Дальше – больше. Стали выезжать за пределы Баку, объехали почти все окрестные деревни и поселки, среди которых есть невероятно древние и удивительные. Ах, какие открытия нас ждали! Например, в поселке Бюльбюля я обнаружил элегантный двухэтажный дом польских богачей Рыльских эпохи нефтяного бума: сохранились замечательные детали из дерева, сохранились даже дореволюционные латунные шурупы! Не менее интересен там же был особняк нефтепромышленника Зейца, прекрасная, редкая архитектура.

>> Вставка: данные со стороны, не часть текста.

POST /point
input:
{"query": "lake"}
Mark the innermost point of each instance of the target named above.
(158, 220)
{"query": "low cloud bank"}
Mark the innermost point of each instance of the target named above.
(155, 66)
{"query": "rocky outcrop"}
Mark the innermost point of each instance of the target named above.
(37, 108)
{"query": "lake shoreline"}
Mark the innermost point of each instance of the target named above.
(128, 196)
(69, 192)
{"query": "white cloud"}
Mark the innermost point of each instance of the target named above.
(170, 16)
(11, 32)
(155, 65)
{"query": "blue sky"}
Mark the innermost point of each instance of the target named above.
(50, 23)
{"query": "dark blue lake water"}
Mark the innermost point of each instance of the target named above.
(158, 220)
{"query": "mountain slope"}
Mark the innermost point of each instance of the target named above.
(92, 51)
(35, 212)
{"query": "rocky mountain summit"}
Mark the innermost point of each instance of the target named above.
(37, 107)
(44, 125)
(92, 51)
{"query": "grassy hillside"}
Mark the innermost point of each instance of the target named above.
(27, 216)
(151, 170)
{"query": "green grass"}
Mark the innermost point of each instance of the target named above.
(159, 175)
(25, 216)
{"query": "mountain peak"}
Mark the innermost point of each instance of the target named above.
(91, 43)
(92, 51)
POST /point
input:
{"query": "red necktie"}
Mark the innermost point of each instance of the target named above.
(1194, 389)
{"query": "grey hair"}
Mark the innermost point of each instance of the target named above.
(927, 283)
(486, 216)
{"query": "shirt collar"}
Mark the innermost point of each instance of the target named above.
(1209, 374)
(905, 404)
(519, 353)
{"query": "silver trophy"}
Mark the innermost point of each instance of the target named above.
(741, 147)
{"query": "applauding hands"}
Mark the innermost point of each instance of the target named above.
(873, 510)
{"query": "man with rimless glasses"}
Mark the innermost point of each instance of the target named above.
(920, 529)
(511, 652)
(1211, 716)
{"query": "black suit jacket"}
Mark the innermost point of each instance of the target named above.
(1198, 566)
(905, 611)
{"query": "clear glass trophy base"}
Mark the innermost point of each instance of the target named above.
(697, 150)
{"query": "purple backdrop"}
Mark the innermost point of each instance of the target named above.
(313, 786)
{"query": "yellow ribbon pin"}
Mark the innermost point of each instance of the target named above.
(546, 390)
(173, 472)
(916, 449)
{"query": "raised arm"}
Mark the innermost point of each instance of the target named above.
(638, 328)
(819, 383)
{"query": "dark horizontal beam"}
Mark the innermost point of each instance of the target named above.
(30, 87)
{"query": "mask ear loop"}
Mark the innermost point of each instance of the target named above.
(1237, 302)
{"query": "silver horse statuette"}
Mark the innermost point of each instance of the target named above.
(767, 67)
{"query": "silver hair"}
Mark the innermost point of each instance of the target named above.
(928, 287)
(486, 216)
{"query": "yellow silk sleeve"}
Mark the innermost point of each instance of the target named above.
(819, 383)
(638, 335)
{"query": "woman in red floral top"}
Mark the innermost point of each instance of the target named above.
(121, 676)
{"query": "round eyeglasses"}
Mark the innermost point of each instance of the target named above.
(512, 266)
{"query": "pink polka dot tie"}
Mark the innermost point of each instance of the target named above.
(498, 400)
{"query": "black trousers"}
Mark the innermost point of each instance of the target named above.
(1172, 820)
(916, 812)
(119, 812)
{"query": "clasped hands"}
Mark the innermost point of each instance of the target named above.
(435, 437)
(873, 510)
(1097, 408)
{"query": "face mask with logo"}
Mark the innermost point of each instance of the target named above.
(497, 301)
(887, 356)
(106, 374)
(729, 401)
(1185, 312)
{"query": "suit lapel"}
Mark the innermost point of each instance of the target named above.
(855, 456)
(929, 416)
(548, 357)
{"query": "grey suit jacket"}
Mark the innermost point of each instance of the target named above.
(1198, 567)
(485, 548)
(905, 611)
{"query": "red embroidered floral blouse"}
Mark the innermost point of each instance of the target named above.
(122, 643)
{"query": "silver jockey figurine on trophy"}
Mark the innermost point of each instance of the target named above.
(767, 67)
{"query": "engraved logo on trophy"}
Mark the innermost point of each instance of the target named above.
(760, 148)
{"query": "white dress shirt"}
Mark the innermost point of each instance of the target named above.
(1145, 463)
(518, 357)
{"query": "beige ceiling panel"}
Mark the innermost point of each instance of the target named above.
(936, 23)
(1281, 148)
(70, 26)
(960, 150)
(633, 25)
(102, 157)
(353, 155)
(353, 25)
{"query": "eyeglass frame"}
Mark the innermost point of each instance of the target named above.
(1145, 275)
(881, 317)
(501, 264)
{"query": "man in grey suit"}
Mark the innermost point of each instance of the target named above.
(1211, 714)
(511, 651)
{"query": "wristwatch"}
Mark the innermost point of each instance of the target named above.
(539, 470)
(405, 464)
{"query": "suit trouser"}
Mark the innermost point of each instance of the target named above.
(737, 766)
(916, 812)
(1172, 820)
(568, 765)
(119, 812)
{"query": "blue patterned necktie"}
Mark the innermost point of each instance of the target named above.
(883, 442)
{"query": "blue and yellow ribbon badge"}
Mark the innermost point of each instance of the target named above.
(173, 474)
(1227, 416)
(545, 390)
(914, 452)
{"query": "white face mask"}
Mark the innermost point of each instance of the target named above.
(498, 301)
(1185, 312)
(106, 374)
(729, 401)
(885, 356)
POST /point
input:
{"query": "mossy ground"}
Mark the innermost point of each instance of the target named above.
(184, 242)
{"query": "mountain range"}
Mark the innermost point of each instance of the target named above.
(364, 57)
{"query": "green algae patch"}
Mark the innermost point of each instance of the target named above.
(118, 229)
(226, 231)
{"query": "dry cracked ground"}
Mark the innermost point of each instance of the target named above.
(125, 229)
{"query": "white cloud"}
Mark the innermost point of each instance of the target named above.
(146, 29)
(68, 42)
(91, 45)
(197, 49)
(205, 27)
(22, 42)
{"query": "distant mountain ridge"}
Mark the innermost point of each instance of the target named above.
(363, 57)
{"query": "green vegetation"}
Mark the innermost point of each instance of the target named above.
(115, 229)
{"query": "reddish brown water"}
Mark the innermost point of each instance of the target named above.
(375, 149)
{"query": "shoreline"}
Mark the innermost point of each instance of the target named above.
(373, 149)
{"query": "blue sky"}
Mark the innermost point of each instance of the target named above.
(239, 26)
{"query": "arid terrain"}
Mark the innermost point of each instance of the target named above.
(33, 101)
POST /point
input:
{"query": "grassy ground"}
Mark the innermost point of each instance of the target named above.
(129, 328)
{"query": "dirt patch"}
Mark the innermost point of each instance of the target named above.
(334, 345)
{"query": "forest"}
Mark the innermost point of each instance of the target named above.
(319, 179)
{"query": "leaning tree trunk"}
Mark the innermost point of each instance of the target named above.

Некоторые программы мы посвящали целым улицам, скрупулезно восстанавливая имена владельцев домов, донося до зрителей увлекательные истории Меркурьевской, Николаевской, Барятинской… Сняли почти четыреста передач.
* * *
Если меня спросить, какой дом в Баку самый замечательный, я искренне затруднюсь ответить, настолько мой город полон удивительными зданиями. И о них я могу рассказывать бесконечно, начиная с домов, где вырос, и продолжая другими великолепными произведениями архитектуры. Взять хотя бы дворец «Исмаилийе», выстроенный польским архитектором Иосифом Плошко в стилистике венецианского палаццо. Он, к сожалению, был значительно разрушен в 1918 году дашнаками, но его восстановили. Более того, я с восторгом убедился, что в здании сохранились две оригинальные комнаты, демонстрирующие великолепие замысла архитектора. В одной из этих комнат сейчас располагается кабинет президента Национальной Академии Наук Азербайджана.
А какой потрясающий дворец выстроил другой поляк Иосиф Гославский для магната и мецената Гаджи Зейналабдина Тагиева. Выдающееся здание, занимающее в форштадте целый квартал! В нем сейчас размещается Музей истории Азербайджана.
Дома, улицы, бакинцы – все это темы для новых и новых передач, новых исследований. Надеюсь, что когда-то удастся выяснить подробности и о таинственных подземных ходах Баку и Абшеронского полуострова. Это самая малоисследованная область! Есть легенда о подземной дороге, ведущей от Дворца Ширваншахов в сторону гор. Есть сведения о подземном ходе, тянущемся от Девичьей башни к разрушенной и затопленной крепости Сабаил. В Губернаторском садике я сам, еще школьником, видел вдруг открывшийся лаз и дорогу в какое-то подземелье, позже его замуровали от греха…
Что может быть увлекательнее, чем изучение истории родной страны?! Тем более, что открытия ждут на каждом шагу, а за каждым открытием разверзаются такие загадочные пространства, что понимаешь – работы еще не на одно поколение!
Рахиб Азери (Алиярзаде) – теле- и радиоведущий, заслуженный работник культуры, автор популярных телепрограмм по истории Азербайджана «Сирдаш» («Собеседник») и «Яддаш» («Память»), лауреат премии «Хумай» за лучший телевизионный проект, член Союза кинематографистов Азербайджана, глава пресс-службы Государственного Историко-Архитектурного Заповедника «Ичеришехер».